Control delay represents the estimated delay experienced by vehicles as they travel through a signalized intersection, compared with expected travel under free-flow conditions.

Arrival on green is the share of observed vehicles that arrive at and pass through a signalized movement without stopping. It is a key signal coordination metric and helps indicate how often vehicles are progressing efficiently through green indications.

Peak-hour delay is the average control delay per observed vehicle during each area's busiest observed hour within the selected scorecard data window.

Q4–Q1 change in delay compares average control delay in the fourth-quarter sample period with average control delay in the first-quarter sample period. A positive value indicates that average delay increased between Q1 and Q4, while a negative value indicates that average delay decreased.
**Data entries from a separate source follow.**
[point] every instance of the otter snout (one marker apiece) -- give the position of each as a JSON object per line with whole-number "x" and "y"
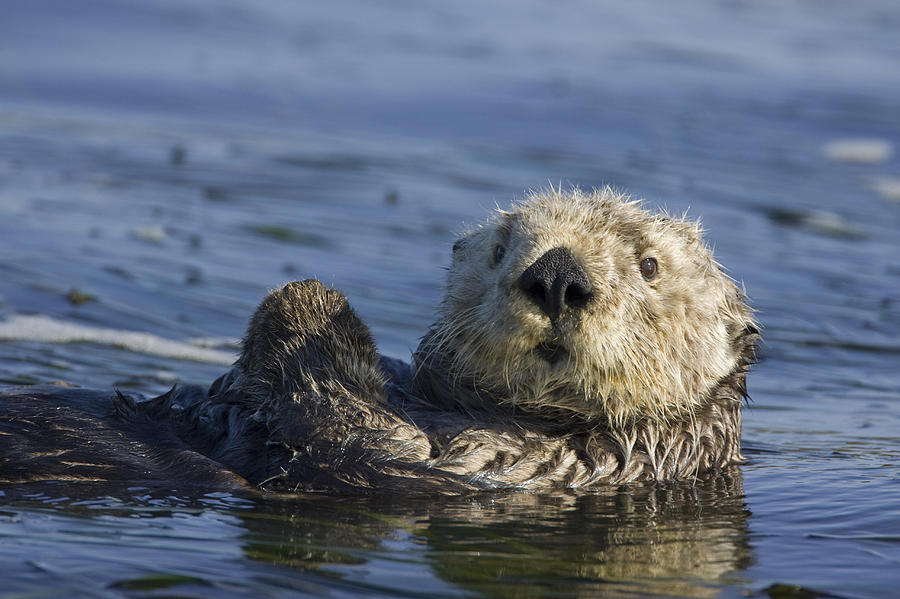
{"x": 556, "y": 283}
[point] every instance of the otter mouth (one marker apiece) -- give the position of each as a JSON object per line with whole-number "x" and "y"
{"x": 552, "y": 352}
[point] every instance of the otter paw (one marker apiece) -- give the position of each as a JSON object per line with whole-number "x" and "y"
{"x": 305, "y": 334}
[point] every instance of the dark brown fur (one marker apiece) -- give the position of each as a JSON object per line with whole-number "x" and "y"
{"x": 310, "y": 405}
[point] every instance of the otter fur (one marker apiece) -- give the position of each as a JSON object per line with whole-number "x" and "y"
{"x": 582, "y": 341}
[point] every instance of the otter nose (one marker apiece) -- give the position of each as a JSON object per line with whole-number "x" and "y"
{"x": 556, "y": 283}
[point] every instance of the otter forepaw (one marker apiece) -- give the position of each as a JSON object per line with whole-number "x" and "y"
{"x": 304, "y": 333}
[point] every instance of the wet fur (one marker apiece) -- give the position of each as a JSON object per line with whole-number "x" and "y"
{"x": 651, "y": 387}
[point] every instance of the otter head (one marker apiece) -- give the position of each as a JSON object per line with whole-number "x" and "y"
{"x": 588, "y": 304}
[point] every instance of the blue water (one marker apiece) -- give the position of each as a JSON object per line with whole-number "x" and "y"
{"x": 163, "y": 164}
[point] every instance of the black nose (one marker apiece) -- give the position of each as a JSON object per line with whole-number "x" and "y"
{"x": 556, "y": 283}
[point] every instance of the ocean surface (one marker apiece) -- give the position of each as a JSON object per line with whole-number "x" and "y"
{"x": 163, "y": 164}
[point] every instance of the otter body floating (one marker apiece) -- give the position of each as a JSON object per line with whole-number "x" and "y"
{"x": 581, "y": 341}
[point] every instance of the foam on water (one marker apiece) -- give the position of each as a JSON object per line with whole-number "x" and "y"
{"x": 51, "y": 330}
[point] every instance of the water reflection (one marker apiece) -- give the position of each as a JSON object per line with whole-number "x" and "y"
{"x": 675, "y": 540}
{"x": 683, "y": 539}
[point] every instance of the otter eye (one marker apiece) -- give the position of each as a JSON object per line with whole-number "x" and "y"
{"x": 648, "y": 268}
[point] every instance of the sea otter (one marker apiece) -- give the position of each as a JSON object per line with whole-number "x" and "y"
{"x": 582, "y": 341}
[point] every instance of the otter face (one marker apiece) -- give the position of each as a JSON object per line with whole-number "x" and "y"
{"x": 589, "y": 304}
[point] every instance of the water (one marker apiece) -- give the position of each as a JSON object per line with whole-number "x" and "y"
{"x": 164, "y": 164}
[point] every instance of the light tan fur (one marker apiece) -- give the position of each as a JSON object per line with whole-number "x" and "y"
{"x": 639, "y": 350}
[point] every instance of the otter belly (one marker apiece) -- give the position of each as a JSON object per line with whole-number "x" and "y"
{"x": 58, "y": 433}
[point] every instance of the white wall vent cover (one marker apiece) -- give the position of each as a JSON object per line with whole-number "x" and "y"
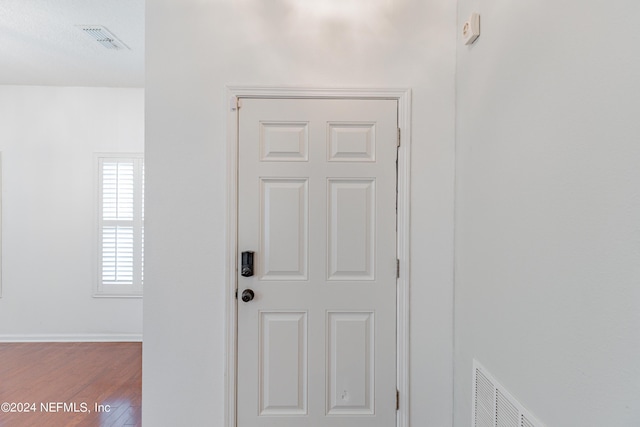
{"x": 103, "y": 36}
{"x": 493, "y": 406}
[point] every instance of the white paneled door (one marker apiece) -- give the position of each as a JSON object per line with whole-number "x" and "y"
{"x": 317, "y": 207}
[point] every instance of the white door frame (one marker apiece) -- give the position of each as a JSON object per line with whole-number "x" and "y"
{"x": 234, "y": 94}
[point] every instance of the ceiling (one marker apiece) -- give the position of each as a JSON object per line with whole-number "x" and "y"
{"x": 40, "y": 43}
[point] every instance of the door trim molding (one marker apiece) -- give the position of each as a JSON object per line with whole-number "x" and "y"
{"x": 403, "y": 97}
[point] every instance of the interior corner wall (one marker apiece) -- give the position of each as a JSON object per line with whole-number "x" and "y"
{"x": 48, "y": 136}
{"x": 548, "y": 208}
{"x": 194, "y": 49}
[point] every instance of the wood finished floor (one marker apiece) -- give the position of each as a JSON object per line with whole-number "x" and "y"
{"x": 108, "y": 374}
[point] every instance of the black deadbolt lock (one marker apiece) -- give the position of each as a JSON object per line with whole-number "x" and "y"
{"x": 247, "y": 264}
{"x": 247, "y": 295}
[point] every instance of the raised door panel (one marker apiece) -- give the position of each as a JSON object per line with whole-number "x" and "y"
{"x": 284, "y": 241}
{"x": 351, "y": 238}
{"x": 283, "y": 363}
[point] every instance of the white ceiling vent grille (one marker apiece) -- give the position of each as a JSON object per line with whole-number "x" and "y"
{"x": 493, "y": 406}
{"x": 103, "y": 36}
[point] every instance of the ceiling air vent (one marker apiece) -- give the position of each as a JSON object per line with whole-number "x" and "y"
{"x": 103, "y": 36}
{"x": 493, "y": 406}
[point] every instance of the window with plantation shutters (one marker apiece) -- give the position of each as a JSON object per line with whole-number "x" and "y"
{"x": 120, "y": 225}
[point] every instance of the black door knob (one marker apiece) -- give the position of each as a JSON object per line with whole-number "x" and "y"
{"x": 247, "y": 295}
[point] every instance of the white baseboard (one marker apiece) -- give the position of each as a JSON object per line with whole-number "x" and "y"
{"x": 71, "y": 338}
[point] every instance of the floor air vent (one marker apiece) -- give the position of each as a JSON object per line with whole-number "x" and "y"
{"x": 493, "y": 406}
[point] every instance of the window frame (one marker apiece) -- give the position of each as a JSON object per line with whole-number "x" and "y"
{"x": 120, "y": 290}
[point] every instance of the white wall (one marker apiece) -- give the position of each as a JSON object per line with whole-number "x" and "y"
{"x": 47, "y": 138}
{"x": 195, "y": 48}
{"x": 548, "y": 209}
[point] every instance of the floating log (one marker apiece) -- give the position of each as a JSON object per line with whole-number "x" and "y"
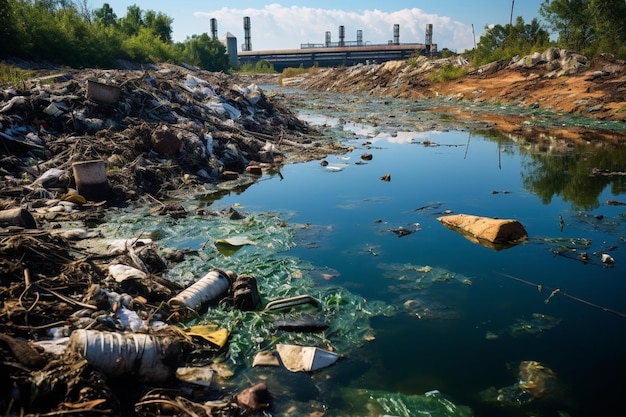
{"x": 495, "y": 233}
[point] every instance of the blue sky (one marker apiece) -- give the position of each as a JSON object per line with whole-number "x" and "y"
{"x": 286, "y": 25}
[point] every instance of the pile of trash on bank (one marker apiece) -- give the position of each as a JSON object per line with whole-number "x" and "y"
{"x": 155, "y": 130}
{"x": 74, "y": 143}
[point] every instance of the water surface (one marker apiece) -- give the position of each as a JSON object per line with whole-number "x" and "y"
{"x": 447, "y": 314}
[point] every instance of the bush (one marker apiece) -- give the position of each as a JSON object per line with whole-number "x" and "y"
{"x": 447, "y": 72}
{"x": 13, "y": 75}
{"x": 261, "y": 67}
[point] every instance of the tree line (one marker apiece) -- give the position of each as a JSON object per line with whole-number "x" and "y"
{"x": 67, "y": 32}
{"x": 589, "y": 27}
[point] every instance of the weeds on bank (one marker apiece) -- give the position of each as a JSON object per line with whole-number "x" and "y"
{"x": 296, "y": 72}
{"x": 13, "y": 75}
{"x": 260, "y": 67}
{"x": 447, "y": 72}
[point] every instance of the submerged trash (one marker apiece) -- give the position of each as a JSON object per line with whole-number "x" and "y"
{"x": 301, "y": 325}
{"x": 305, "y": 358}
{"x": 535, "y": 380}
{"x": 229, "y": 246}
{"x": 149, "y": 357}
{"x": 433, "y": 403}
{"x": 17, "y": 217}
{"x": 255, "y": 398}
{"x": 536, "y": 325}
{"x": 209, "y": 288}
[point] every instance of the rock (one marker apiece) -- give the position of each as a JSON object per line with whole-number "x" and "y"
{"x": 165, "y": 142}
{"x": 254, "y": 170}
{"x": 255, "y": 398}
{"x": 485, "y": 229}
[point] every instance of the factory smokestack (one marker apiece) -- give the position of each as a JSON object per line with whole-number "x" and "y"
{"x": 214, "y": 28}
{"x": 342, "y": 36}
{"x": 247, "y": 46}
{"x": 429, "y": 38}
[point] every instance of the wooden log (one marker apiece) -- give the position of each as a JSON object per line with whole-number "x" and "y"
{"x": 485, "y": 229}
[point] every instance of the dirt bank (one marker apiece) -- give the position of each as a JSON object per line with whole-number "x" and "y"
{"x": 553, "y": 95}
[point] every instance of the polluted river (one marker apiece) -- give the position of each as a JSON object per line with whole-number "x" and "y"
{"x": 426, "y": 322}
{"x": 409, "y": 317}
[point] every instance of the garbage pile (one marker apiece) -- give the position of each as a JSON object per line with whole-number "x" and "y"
{"x": 107, "y": 334}
{"x": 154, "y": 131}
{"x": 94, "y": 333}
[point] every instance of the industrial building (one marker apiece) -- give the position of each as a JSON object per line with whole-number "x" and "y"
{"x": 328, "y": 54}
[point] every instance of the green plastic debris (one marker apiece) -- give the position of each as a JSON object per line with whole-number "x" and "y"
{"x": 430, "y": 404}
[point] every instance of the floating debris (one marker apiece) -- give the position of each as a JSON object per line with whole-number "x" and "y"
{"x": 537, "y": 324}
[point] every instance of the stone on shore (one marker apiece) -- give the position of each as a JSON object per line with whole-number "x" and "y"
{"x": 485, "y": 230}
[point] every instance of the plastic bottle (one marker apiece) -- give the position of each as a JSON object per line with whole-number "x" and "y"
{"x": 118, "y": 354}
{"x": 210, "y": 287}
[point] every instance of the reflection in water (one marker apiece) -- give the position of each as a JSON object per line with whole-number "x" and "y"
{"x": 579, "y": 176}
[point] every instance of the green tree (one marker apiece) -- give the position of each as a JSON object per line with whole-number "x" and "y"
{"x": 146, "y": 46}
{"x": 504, "y": 42}
{"x": 132, "y": 21}
{"x": 161, "y": 24}
{"x": 609, "y": 18}
{"x": 572, "y": 20}
{"x": 105, "y": 15}
{"x": 8, "y": 30}
{"x": 205, "y": 52}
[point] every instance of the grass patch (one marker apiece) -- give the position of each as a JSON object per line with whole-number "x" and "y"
{"x": 297, "y": 72}
{"x": 261, "y": 67}
{"x": 447, "y": 72}
{"x": 13, "y": 75}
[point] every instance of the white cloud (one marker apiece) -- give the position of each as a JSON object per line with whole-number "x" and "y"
{"x": 278, "y": 27}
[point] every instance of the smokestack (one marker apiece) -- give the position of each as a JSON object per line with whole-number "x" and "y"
{"x": 247, "y": 45}
{"x": 429, "y": 37}
{"x": 342, "y": 35}
{"x": 214, "y": 28}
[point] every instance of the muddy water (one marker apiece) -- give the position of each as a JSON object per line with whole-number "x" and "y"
{"x": 430, "y": 321}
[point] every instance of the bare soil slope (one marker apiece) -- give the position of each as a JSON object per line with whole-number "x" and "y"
{"x": 540, "y": 87}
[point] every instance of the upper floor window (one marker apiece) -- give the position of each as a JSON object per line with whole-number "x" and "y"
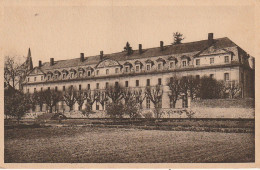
{"x": 159, "y": 66}
{"x": 211, "y": 60}
{"x": 89, "y": 73}
{"x": 184, "y": 63}
{"x": 117, "y": 70}
{"x": 197, "y": 62}
{"x": 137, "y": 68}
{"x": 226, "y": 76}
{"x": 226, "y": 59}
{"x": 148, "y": 67}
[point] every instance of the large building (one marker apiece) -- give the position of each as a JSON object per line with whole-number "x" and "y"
{"x": 219, "y": 58}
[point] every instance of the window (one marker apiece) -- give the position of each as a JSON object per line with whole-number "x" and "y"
{"x": 137, "y": 83}
{"x": 211, "y": 60}
{"x": 127, "y": 69}
{"x": 226, "y": 59}
{"x": 159, "y": 81}
{"x": 89, "y": 73}
{"x": 184, "y": 63}
{"x": 137, "y": 68}
{"x": 148, "y": 103}
{"x": 159, "y": 66}
{"x": 148, "y": 82}
{"x": 97, "y": 106}
{"x": 171, "y": 64}
{"x": 226, "y": 76}
{"x": 117, "y": 70}
{"x": 148, "y": 67}
{"x": 197, "y": 62}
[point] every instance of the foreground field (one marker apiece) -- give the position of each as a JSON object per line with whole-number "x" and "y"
{"x": 111, "y": 145}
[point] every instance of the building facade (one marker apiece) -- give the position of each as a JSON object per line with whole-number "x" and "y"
{"x": 219, "y": 58}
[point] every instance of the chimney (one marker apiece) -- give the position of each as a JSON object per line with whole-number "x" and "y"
{"x": 140, "y": 49}
{"x": 101, "y": 55}
{"x": 161, "y": 45}
{"x": 210, "y": 38}
{"x": 40, "y": 63}
{"x": 81, "y": 57}
{"x": 51, "y": 61}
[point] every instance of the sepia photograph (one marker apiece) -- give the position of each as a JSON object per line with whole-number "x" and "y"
{"x": 115, "y": 82}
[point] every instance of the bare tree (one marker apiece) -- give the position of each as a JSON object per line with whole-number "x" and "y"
{"x": 177, "y": 38}
{"x": 80, "y": 98}
{"x": 51, "y": 98}
{"x": 175, "y": 90}
{"x": 69, "y": 97}
{"x": 139, "y": 97}
{"x": 155, "y": 95}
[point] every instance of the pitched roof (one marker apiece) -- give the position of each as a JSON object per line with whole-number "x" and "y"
{"x": 189, "y": 47}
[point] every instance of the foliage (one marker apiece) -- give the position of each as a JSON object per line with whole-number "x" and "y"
{"x": 70, "y": 97}
{"x": 16, "y": 105}
{"x": 177, "y": 38}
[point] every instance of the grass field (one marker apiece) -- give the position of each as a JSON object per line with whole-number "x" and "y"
{"x": 111, "y": 145}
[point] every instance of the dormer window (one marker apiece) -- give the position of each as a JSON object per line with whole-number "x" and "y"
{"x": 184, "y": 63}
{"x": 148, "y": 67}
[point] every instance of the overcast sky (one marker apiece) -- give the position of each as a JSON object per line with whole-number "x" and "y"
{"x": 64, "y": 32}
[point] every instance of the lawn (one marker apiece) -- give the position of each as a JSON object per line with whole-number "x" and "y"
{"x": 112, "y": 145}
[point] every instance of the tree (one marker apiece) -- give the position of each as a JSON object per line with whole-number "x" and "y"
{"x": 51, "y": 98}
{"x": 38, "y": 98}
{"x": 70, "y": 97}
{"x": 177, "y": 38}
{"x": 80, "y": 98}
{"x": 155, "y": 95}
{"x": 139, "y": 97}
{"x": 128, "y": 49}
{"x": 175, "y": 90}
{"x": 16, "y": 105}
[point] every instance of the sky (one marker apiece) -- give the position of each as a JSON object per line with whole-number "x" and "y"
{"x": 63, "y": 32}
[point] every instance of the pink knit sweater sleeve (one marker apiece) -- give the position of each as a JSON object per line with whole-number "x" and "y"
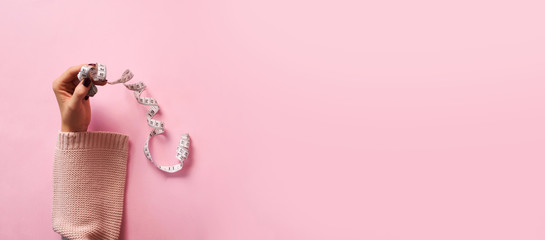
{"x": 88, "y": 184}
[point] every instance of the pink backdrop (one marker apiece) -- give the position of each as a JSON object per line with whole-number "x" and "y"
{"x": 309, "y": 119}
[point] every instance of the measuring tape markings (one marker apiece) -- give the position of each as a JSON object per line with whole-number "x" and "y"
{"x": 99, "y": 73}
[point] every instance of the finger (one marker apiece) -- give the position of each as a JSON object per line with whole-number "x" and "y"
{"x": 70, "y": 74}
{"x": 100, "y": 83}
{"x": 81, "y": 90}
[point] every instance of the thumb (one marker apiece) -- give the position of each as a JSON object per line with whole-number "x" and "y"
{"x": 81, "y": 90}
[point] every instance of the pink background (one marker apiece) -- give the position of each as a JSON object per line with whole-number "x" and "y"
{"x": 309, "y": 119}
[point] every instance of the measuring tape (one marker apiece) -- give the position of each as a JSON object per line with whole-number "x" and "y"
{"x": 98, "y": 73}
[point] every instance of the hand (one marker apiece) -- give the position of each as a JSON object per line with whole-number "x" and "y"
{"x": 73, "y": 102}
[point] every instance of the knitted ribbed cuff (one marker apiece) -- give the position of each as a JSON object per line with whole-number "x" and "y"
{"x": 86, "y": 140}
{"x": 89, "y": 174}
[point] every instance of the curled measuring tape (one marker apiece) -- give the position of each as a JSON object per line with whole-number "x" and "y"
{"x": 98, "y": 73}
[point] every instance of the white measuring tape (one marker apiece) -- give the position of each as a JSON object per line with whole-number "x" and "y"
{"x": 98, "y": 73}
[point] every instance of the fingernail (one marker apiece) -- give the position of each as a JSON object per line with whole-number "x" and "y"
{"x": 86, "y": 82}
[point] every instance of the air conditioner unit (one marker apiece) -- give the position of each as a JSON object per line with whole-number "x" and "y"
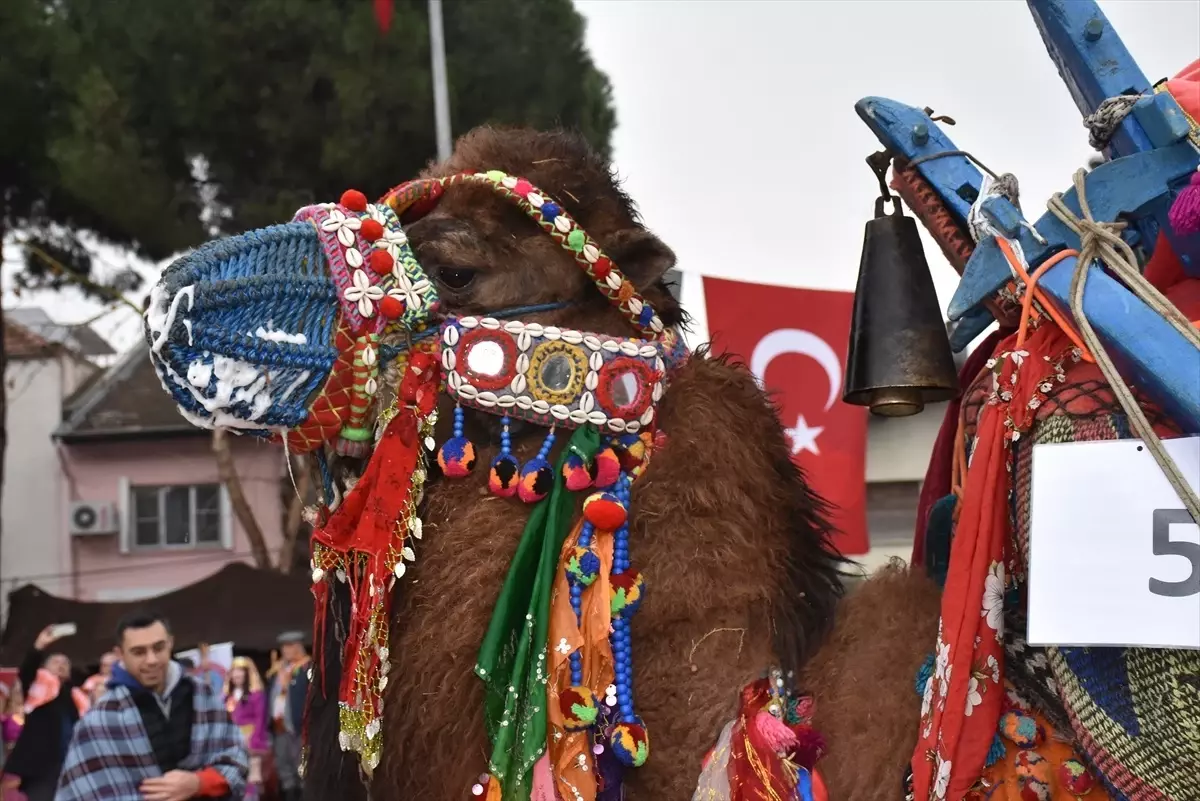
{"x": 88, "y": 518}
What this scorecard does and does not show

This scorecard is intended to provide a high-level, comparable view of signal performance across states, counties, and metropolitan planning organizations. It highlights broad patterns in delay, demand, and progression using a consistent probe-based methodology.

The current dataset also supports additional views, including split failures, peak-hour Level of Service, 24×7 hour-of-day demand profiles, and county, MPO, and individual signal rollups. Arrival on green and peak-hour delay are surfaced in this scorecard; the remaining dimensions are available in the more detailed county, MPO, state, and signal-level pages.